As a data subject, you have the right to request restriction of the processing of your personal data, namely if you contest the accuracy of the personal data during the period of verification of its accuracy, or if the processing is unlawful and instead of erasure you request restriction of its processing, as well as if the controller no longer needs your personal data for the stated purpose, but you require it for the establishment, exercise, or defence of legal claims. In the case of restriction of processing, your data will remain in our systems, but we will no longer use it for our purposes.
Upon your request, the controller will notify you of any change, correction, or erasure of your personal data. You also have the right to request the transfer of your personal data to another controller whose details you provide to us in writing. From our side, transfer of the e-mail address is technically possible; other data, given the different purposes of processing, will be provided depending on the circumstances of the individual case. The controller is entitled to refuse a data subject’s request for data portability if the requested transfer could adversely affect the rights and freedoms of others and if the statutory conditions for the exercise of the right to portability under the GDPR are not met.
Deadlines for Handling Requests
We will handle all your requests concerning the exercise of your rights stated above, objections to the controller’s legitimate interest, or consent to the processing of personal data within 72 hours of delivery. In the case of a complex request, no later than 1 month from delivery of the request. If your request is technically demanding to process, we will inform you accordingly and extend the stated period by an additional 2 months in accordance with the law.
To Whom the Data May Be Disclosed
The controller will provide personal data to processors only in the case of a legal, business, or statutory claim.
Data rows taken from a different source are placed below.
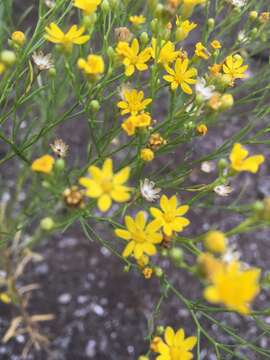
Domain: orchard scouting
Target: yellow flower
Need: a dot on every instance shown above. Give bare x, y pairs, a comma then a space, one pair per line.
233, 67
136, 121
202, 129
43, 164
73, 36
132, 58
189, 5
181, 76
240, 161
18, 37
133, 102
142, 238
170, 215
216, 44
147, 272
106, 186
215, 242
87, 6
183, 29
137, 19
215, 69
147, 155
94, 65
166, 54
234, 287
201, 51
176, 346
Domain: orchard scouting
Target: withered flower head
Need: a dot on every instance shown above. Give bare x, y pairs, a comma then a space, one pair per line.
156, 141
123, 34
42, 62
73, 197
59, 148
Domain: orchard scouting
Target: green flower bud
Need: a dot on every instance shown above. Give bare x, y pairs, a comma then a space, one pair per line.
222, 164
164, 252
144, 38
254, 32
105, 6
52, 72
160, 330
46, 184
159, 10
114, 4
111, 53
89, 21
154, 26
47, 224
211, 23
258, 207
94, 105
126, 268
60, 165
8, 57
253, 15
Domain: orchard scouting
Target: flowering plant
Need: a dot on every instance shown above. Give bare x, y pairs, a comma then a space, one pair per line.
150, 119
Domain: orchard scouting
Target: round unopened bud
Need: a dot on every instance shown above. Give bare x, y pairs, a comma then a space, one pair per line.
226, 101
52, 72
47, 224
258, 206
211, 23
18, 38
254, 32
111, 53
154, 25
147, 155
113, 4
105, 6
164, 252
46, 184
253, 15
176, 254
144, 38
222, 164
60, 165
160, 330
126, 268
8, 57
89, 20
159, 10
158, 271
95, 105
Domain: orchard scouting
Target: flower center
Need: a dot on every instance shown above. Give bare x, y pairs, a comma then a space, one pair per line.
107, 186
168, 217
175, 353
139, 236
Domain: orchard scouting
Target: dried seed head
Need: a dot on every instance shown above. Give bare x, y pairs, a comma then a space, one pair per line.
156, 141
123, 34
59, 148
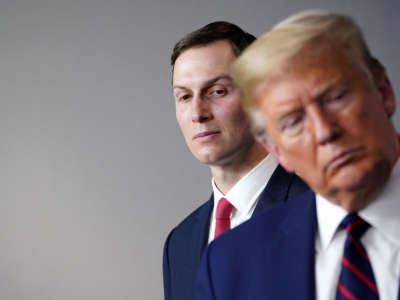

These include in particular postal and courier services, the attending physician, healthcare facilities, the tax office, courts, law enforcement authorities, and other persons and authorities to whom the controller is legally obliged to provide information.
Personal data obtained and processed by the processor is not transferred to any third country outside the EU, and your data is stored on servers located within the EU.
Supervisory Authority
The supervisory authority for personal data processing is the Office for Personal Data Protection of the Slovak Republic. If we do not respond to your request for the exercise of your rights within 1 month of its delivery, you have the right to contact the Office for Personal Data Protection pursuant to Section 100 of Act No. 18/2018 Coll., as amended and effective.